Do Havai para Valongo
O escocês Arthur Conan Doyle (1859–1930) não foi só autor de Sherlock Holmes. A certa altura até se cansou de registar os casos do eminente detective e quis livrar-se dele atirando-o por uma ravina abaixo; depois, já se sabe, teve de ressuscitá-lo, explicando de forma canhestra que ele afinal não caíra no precipício. Conan Doyle queria ser reconhecido como escritor sério, ou pelo menos não ficar amarrado a um único personagem. Escreveu vários contos sem Sherlock Holmes, romances históricos à maneira de Walter Scott (escocês), e outros de aventuras que nada ficam a dever aos de Robert Louis Stevenson (também escocês).
The Lost World, livro que Conan Doyle publicou em 1912, narra uma aventura na América do Sul. Mais ou menos no local onde Brasília seria construída, ou talvez uns milhares de quilómetros a noroeste (as indicações geográficas são imprecisas), uma expedição liderada pelo tempestuoso Professor Challenger descobre, num planalto quase inacessível, formas de vida que se julgavam extintas há milhões de anos — incluindo, claro está, todos os dinossauros que viriam a ganhar fama no Jurassic Park, mas também hominídeos (o tal missing link muito discutido na imprensa da época) e uma curiosa variedade de plantas.
O imenso planalto onde a vida pré-histórica se refugiou é de formato oval e está delimitado, a todo o perímetro, por uma ravina de uns 100 metros de altura, inclinada para dentro. É como um estádio descomunal desprovido de acessos por lapso do arquitecto. O isolamento em relação ao exterior terá protegido os dinossauros das convulsões que ditaram a sua extinção no resto da planeta.
A vida vegetal do enclave é uma miscelânea de épocas e de latitudes. As mesmas condições que salvaguardaram os dinossauros permitiram a sobrevivência das plantas suas contemporâneas; e há também plantas modernas cuja presença não carece de grandes explicações, pois as sementes têm os seus próprios meios de vencer barreiras geográficas. Suscita estranheza que o autor fale de carvalhos e faias, árvores que julgamos ser europeias, mas há árvores dos mesmos géneros (Quercus e Fagus) originárias do continente americano, pelo menos da metade norte. Damos o devido desconto e deixamo-nos embalar na aventura. As plantas primevas incluem ginkgos (confere, pois diferentes espécies desta árvore espalharam-se pelo mundo no período jurássico), fetos e equisetáceas. E poderiam incluir licopodiáceas como a planta que hoje aqui trazemos, mas admite-se que Conan Doyle não tenha sido exaustivo: ele quis afinal escrever um romance de aventuras e não um tratado de botânica.

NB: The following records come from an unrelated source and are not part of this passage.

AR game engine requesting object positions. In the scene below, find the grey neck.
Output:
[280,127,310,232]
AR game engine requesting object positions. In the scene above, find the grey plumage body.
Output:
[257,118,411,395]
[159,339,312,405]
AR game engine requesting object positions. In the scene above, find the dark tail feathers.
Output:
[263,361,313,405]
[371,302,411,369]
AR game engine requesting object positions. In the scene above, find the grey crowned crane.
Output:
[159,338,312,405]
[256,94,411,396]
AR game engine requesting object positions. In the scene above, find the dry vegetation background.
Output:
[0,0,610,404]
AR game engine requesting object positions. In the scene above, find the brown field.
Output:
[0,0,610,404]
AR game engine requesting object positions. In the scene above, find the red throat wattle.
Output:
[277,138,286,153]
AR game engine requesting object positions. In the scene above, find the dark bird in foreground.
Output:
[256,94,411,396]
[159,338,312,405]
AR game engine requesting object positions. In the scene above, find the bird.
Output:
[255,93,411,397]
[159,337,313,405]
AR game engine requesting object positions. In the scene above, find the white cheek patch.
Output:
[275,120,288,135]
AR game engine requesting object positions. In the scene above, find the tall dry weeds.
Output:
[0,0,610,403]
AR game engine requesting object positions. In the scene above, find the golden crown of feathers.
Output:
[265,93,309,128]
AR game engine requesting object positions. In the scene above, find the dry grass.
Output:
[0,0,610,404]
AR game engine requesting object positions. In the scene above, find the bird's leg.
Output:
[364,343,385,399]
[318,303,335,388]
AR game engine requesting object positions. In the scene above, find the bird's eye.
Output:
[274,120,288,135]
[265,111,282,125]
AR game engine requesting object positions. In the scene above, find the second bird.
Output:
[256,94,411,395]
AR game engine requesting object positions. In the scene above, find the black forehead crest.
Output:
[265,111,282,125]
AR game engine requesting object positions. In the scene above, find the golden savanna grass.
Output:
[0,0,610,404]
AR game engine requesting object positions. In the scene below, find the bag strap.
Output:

Tanto as equisetáceas como as licopodiáceas são das plantas terrestres mais primitivas que se conhecem. Surgiram no período devónico (de 415 a 360 milhões de anos atrás), foram das primeiras a terem raízes e folhas reconhecíveis, e delas se formaram as florestas que primeiro revestiram os continentes. E eram florestas a sério, pois essas famílias botânicas incluíam árvores de grande porte, apesar de hoje, da mesma linhagem, só restarem plantas herbáceas.

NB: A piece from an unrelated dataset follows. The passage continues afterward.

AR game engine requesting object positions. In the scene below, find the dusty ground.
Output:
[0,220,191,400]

A presença da Lycopodiella cernua — uma planta prostrada e muito ramificada com caules que atingem os 50 cm de comprimento — no vale do rio Ferreira, em Valongo, é ainda mais misteriosa do que a dos carvalhos e faias no mundo perdido de Conan Doyle. Não por se tratar de uma relíquia pré-histórica que se acreditava extinta e só sobreviveu em Valongo: de facto, a planta tem uma distribuição cosmopolita e é mesmo abundante em certos habitats. Mas são habitats tropicais ou temperados húmidos: Havai, América e Ásia tropicais, Macaronésia. Na Europa, a Lycopodiella cernua só ocorre em Valongo... e na Sicília. Assevera a Flora Ibérica que se trata de populações naturalizadas. Serão mesmo? Quem iria dar-se ao trabalho de importar, e logo para um vale quase desabitado em Valongo, uma planta tão pouco vistosa?
Seja qual for a explicação para a sua presença nas margens do rio Ferreira, o que é certo é que a Lycopodiella cernua é uma das plantas mais raras e ameaçadas de toda a flora portuguesa.
1 comentário :
A hipótese de Lycopodiella cernua ter sido introduzida parece-me pouco sustentável por todas as razões que o Paulo indica. Não é uma planta de jardim e o facto de necessitar de um habitat com características muito concretas não favorece nada a hipótese da introdução.
Em Valongo, está entregue ao acaso. Bastará que um dia deste alguém decida alargar um pouco o caminho para facilitar o (pouco) transito que por ele passa ou que um incêndio ocorra na zona para que desapareça. É uma pena.